Along this walkway are six mini chapels/shrines that honor the national patron saints of many of the immigrants who settled Minnesota: Saint Anthony of Padua (Italy), John the Baptist (France and Canada), Saint Patrick (Ireland), Saint Boniface (Germany), Saints Cyril and Methodius (Slavic Nations), and Saint Therese (protector of all missions). Each shrine holds a (large) statue of the patron saint, an altar, stained glass windows depicting other saints of the same country, and marble imported from their respective country. It is a beautiful, moving place to spend time, which oftentimes there seems suspended.
Coming from a robust German family, I was always fascinated in particular with the statue of St. Boniface.

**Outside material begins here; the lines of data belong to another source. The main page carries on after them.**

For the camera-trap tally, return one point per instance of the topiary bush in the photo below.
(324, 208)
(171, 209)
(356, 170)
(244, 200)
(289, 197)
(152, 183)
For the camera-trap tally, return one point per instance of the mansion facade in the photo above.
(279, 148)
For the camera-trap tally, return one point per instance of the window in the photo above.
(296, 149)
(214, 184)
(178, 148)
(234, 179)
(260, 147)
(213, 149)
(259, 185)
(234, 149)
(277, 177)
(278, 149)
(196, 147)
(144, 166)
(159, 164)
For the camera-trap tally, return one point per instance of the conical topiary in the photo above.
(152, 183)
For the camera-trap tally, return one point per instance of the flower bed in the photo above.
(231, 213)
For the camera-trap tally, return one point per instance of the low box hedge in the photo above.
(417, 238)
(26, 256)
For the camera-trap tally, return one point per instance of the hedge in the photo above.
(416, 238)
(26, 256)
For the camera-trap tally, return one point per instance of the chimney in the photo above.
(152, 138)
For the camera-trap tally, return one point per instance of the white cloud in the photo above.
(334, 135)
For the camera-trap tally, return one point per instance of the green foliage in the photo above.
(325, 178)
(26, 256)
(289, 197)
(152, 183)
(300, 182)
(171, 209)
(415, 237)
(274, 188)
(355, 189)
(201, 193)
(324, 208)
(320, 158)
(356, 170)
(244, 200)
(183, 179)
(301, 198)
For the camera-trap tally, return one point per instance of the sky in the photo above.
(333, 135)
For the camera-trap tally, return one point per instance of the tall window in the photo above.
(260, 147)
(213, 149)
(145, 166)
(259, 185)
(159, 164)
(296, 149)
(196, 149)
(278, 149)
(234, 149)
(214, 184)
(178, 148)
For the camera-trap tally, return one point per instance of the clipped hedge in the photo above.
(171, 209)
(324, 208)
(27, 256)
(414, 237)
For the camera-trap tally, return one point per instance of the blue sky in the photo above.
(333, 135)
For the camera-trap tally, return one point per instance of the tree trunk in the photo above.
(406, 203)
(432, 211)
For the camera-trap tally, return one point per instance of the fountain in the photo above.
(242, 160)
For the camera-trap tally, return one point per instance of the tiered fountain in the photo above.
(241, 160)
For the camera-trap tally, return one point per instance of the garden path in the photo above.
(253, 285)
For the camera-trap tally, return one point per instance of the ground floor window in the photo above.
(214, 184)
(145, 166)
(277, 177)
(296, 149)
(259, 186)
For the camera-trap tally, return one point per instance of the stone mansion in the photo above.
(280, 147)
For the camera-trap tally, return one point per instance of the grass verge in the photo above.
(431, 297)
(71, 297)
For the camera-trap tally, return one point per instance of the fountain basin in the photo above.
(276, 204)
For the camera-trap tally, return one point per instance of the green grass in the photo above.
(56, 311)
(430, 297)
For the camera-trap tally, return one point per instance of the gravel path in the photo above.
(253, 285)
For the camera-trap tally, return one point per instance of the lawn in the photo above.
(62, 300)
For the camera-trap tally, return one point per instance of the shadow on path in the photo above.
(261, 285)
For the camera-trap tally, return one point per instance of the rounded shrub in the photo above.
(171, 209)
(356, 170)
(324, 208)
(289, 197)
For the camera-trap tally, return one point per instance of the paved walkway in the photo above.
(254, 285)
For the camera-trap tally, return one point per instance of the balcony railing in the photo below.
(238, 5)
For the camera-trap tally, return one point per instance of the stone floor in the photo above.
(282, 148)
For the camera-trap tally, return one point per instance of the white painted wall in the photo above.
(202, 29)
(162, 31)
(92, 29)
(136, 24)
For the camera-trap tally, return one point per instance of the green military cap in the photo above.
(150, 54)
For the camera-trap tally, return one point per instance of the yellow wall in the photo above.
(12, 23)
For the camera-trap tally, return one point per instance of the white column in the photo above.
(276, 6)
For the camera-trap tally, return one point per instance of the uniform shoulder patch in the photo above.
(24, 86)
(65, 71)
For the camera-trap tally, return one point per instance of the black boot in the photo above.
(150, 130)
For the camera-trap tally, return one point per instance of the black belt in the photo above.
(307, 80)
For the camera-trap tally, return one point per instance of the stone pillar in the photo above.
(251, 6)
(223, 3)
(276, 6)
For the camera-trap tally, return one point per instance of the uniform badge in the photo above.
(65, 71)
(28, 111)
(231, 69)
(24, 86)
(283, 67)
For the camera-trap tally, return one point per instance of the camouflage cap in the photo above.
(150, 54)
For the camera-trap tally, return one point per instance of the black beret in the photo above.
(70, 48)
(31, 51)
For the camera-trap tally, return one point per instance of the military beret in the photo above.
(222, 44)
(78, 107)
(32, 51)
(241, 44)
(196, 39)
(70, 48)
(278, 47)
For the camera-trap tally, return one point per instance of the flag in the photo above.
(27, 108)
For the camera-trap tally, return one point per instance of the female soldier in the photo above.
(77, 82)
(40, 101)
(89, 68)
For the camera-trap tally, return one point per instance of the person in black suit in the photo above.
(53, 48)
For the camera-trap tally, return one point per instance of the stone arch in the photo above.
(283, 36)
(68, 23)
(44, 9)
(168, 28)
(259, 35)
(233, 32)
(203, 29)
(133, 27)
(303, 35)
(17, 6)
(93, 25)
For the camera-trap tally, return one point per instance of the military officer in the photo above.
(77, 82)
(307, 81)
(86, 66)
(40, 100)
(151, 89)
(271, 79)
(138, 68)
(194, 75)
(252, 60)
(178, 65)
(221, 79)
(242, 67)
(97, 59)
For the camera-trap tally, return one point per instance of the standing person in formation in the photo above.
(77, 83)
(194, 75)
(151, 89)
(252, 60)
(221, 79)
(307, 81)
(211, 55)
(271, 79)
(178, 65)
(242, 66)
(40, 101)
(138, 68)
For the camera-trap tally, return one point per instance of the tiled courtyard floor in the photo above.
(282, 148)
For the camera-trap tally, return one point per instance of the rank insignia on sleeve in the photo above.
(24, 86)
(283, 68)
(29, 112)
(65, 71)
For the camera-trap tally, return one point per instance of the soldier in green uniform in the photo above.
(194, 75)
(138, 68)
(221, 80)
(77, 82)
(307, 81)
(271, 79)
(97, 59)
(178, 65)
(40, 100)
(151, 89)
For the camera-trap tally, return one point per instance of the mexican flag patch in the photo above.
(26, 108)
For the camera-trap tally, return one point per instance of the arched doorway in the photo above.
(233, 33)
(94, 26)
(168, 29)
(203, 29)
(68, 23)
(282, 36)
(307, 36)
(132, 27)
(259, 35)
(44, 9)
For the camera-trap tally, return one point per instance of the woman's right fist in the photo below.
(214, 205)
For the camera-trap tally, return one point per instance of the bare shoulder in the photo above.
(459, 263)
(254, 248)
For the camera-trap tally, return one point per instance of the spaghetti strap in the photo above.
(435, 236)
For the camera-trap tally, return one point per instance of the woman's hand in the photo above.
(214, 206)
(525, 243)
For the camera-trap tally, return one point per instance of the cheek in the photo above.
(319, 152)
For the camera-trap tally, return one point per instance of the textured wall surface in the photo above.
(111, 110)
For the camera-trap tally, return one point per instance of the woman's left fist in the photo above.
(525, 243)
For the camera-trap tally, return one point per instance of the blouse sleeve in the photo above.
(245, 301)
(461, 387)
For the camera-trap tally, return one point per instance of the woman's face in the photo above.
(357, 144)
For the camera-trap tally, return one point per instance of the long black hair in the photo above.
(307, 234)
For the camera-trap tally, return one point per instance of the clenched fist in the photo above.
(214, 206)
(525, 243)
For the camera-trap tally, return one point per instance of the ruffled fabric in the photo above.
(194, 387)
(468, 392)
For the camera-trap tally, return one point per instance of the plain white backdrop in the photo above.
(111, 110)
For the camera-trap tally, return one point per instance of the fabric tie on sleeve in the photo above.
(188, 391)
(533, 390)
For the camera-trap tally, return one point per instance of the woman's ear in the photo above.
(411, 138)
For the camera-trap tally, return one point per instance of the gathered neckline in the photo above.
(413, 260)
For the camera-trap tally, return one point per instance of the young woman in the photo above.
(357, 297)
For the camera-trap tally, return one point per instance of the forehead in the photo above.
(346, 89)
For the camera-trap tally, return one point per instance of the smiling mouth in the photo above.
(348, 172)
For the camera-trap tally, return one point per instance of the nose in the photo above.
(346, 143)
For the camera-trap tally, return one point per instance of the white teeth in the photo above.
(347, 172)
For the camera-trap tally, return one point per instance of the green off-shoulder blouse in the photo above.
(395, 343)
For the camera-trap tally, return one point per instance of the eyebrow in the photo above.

Maybe fascinated isn’t the right word. Thinking back, I’m pretty sure I was a little intimidated by the stern-looking, bearded figure with the pointy hat and big stick. Though similar in stature and garb, he just didn’t look like as much fun as St. Patrick down the hall. I thought his name was kinda cool back then too. Boniface. Never heard that one before. Then again, my maiden name, Manteufel, wasn’t exactly vying for a lot of phone directory space. Maybe I sensed a connection.
At any rate, today is this great saint’s feast day, and I hope many people visit his shrine today in St. Paul and throughout the world. Here’s a snapshot of his life:
Saint Boniface was an English Benedictine monk who propagated Christianity in the Frankish Empire during the 8th century. By the age of 30, he had become an ordained priest, and in 731 an archbishop. On his missions east of the Rhine River, he was unrelenting in his effort to convert pagans to the faith.
A famous story is told of Boniface and the Donar Oak (also known as Thor’s Oak). This particular oak tree was highly venerated by the pagan Germanic people. In an effort to convert them to Christianity, Boniface struck the tree with an axe, after which a great gust of wind blew and knocked the oak completely down. When Boniface was not immediately struck by lightning for his blasphemous action, the pagan people became convinced of Christianity’s truth and converted. Boniface later built a chapel dedicated to Saint Peter from the tree’s wood at the site where today stands the Cathedral of Fritzlar.
In 754 he returned to evangelize in Frisia (an area in northwestern Germany today), where he and 53 companions were massacred while he was preparing converts for Confirmation. Boniface is the patron saint of Germany.
In order to restore the Germanic Church to its fidelity to Rome and to convert the pagans, he had been guided by two principles. The first was to restore the obedience of the clergy to their bishops in union with the pope of Rome. The second was the establishment of many houses of prayer which took the form of Benedictine monasteries. A great number of Anglo-Saxon monks and nuns followed him to the continent. He introduced Benedictine nuns to the active apostolate of education. (From Saint of the Day: Lives, Lessons and Feasts by Leonard Foley, O.F.M.)